Eats, Chews and Leaves: Fernwood Inn

I’ve noticed that everybody in my life (friends, roommates, co-workers and Internet acquaintances) loves to discuss restaurants with me. It’s great, except when it’s not. Allow me to explain: I’m extremely impressionable, so if a fellow eater has had a bad dining experience, I believe I’ll also have one. This happened at the Fernwood Inn.

Before I divulge how one person’s negative impression became my own, I’ll mention two things. The food stood out as a bright spot, and I noted a large stack of Martlets available for news-famished diners.

I’d been warned about poor service at the Inn, and sadly, my informant proved correct. I’ve analyzed (and over-analyzed) my experience, and yes, the service was poor — it wasn’t just my friend’s opinion informing that assessment.

As it was a hectic Friday night, I decided to take it easy on my service ranking. Even so, I became increasingly fed up with our server.

Once he realized our table wouldn’t be ordering beverages of the alcoholic variety (sometimes going for dinner means just dinner), his tableside appearances drastically dropped off.

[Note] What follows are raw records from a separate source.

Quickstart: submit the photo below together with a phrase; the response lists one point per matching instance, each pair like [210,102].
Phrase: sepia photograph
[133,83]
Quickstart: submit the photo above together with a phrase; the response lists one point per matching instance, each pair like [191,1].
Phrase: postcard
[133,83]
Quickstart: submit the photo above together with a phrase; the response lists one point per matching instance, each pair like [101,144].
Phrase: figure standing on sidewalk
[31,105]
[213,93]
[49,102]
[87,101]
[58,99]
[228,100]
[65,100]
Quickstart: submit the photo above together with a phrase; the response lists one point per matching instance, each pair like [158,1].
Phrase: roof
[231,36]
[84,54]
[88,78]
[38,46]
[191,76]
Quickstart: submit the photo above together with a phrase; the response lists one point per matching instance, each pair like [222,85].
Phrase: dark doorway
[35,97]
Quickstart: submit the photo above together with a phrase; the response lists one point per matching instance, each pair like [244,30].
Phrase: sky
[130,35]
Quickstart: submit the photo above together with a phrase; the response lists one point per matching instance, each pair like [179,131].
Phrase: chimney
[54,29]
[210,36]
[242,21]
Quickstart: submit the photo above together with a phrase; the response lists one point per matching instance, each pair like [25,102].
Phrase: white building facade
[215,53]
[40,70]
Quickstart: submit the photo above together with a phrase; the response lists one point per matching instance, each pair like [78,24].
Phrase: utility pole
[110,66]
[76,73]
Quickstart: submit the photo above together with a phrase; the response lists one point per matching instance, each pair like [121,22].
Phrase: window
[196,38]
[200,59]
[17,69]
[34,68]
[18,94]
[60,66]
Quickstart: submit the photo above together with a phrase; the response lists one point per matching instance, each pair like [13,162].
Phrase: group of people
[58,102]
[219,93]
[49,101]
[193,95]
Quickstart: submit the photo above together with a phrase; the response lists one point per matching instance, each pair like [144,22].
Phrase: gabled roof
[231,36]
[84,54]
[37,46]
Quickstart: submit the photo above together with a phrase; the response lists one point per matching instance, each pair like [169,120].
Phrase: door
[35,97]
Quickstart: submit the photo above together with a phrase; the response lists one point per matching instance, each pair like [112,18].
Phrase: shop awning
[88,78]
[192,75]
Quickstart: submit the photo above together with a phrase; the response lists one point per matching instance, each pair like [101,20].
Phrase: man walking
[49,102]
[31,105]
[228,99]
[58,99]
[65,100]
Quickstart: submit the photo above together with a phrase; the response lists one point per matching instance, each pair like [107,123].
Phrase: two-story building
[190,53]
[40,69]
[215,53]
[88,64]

Water glasses always needed refilling, and when our order arrived, no one could eat — cutlery hadn’t been provided. Side plates from the appetizer remained on the table till the bill arrived.

Thankfully, we enjoyed the food. Sharing nachos ($16.75) seemed like a good idea, but we all overate (forgetting meals were still on the way) with good reason. The chips were dusted with chili and lime and topped with roasted corn salsa, jack and smoked cheddar cheese. A great share plate for five or six Tex-Mex-loving friends.

One friend chomped down the Fernwood burger ($12.50) with fries. Even with no cheese or bacon, the bite of housemade sirloin patty I tried tasted rich, most likely due to a soft ciabatta bun and smoked paprika aioli (similar to chipotle mayo).

I veered away from standard pub fare, ordering the polenta and prawn skillet ($14.50). A generous square of griddle-cooked polenta, normally bland as is, married well with sautéed chorizo, plump prawns, tomato wedges, goat cheese dollops and watercress. Polenta, made from ground cornmeal, worked surprisingly well with the peppery watercress. Large portions meant takeout boxes a-plenty for everyone at the table when we departed.

My friend enjoyed the music blasting over the sound system, but I heard not one lyric of any song: boisterous room chatter masked the words. The Fernwood Inn is a pub at heart, not a quiet bistro, despite its elegant decor elements. Massive mirrors, stained glass and rich wall tones subvert the tavern experience.

Despite my brush with poor service, I found the Fernwood Inn is worth it for the food. Go forth and taste it for yourself.